Selection and Training Session

a) (Solution of A.Ivanin, O.Volod'ko, A.Zhuk.) (Further we put $p_{n+1}=p_1$.) Let $p_k$ be the greatest number among all $p_i$ ($i=1,2,\dots ,n$). The condition $a^{p_i}\equiv 1(\mathrm{mod}{p}_{i+1})$ implies that $a$ and $p_i$ are relatively prime for all $i$. Then $a^{p_{k+1}-1}\equiv 1(\mathrm{mod}{p}_{k+1})$ by Little Fermat Theorem. Since, by the problem condition, $a^{p_k}\equiv 1(\mathrm{mod}{p}_{k+1})$, we also have $a^d\equiv 1(\mathrm{mod}{p}_{k+1})$ where $d=\text{GCD}(p_{k+1}-1,p_k)$. But from $d\mid p_k$ it follows that $d=p_k$ or $d=1$. If $d=p_k$ then $p_{k+1}-1\ge p_k$, $p_{k+1}>p_k$, a contradiction.
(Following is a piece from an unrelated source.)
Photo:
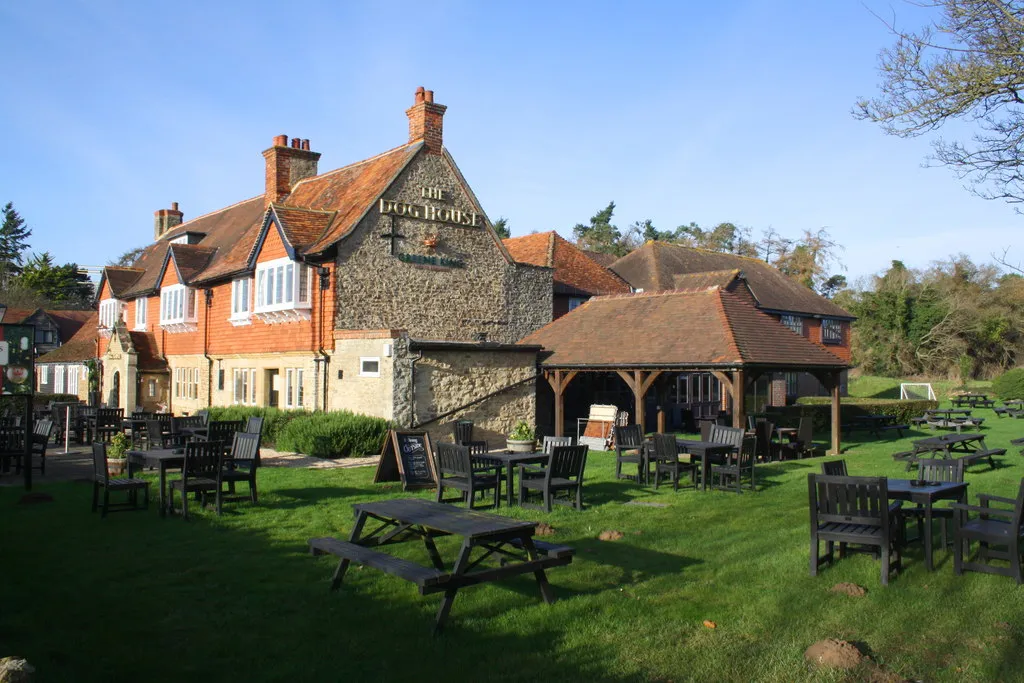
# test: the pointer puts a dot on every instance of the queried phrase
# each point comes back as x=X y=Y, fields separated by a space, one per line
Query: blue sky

Hence $d=1$ and $a\equiv 1(\mathrm{mod}{p}_{k+1})$, q.e.d.

b) Take any prime $p_1$. By the Dirichlet theorem, we can choose a sequence of primes $p_1,\dots ,p_n$ such that $p_2-1\mid p_1,p_3-1\mid p_2,\dots ,p_n-1\mid p_{n-1}$.

Let $p_{k+1}-1=p_k{b}_{k+1}$, $k=1,\dots ,n-1$. Further, choose for any $l=2,\dots ,n$ a primitive root $x_l(\mathrm{mod}{p}_l)$ and set $a_k=x_k^{b_k}$. In particular, $a_{k+1}\not\equiv 1(\mathrm{mod}{p}_{k+1})$ and $a_{k+1}^{p_k}=x_{k+1}^{p_{k+1}-1}\equiv 1(\mathrm{mod}{p}_{k+1})$. Now by the Chinese Remainder Theorem, there exists an $a$ such that $a\equiv 1(\mathrm{mod}{p}_1)$ and $a\equiv a_{k+1}(\mathrm{mod}{p}_k)$ for $k=1,\dots ,n-1$. This $a$ satisfies the condition.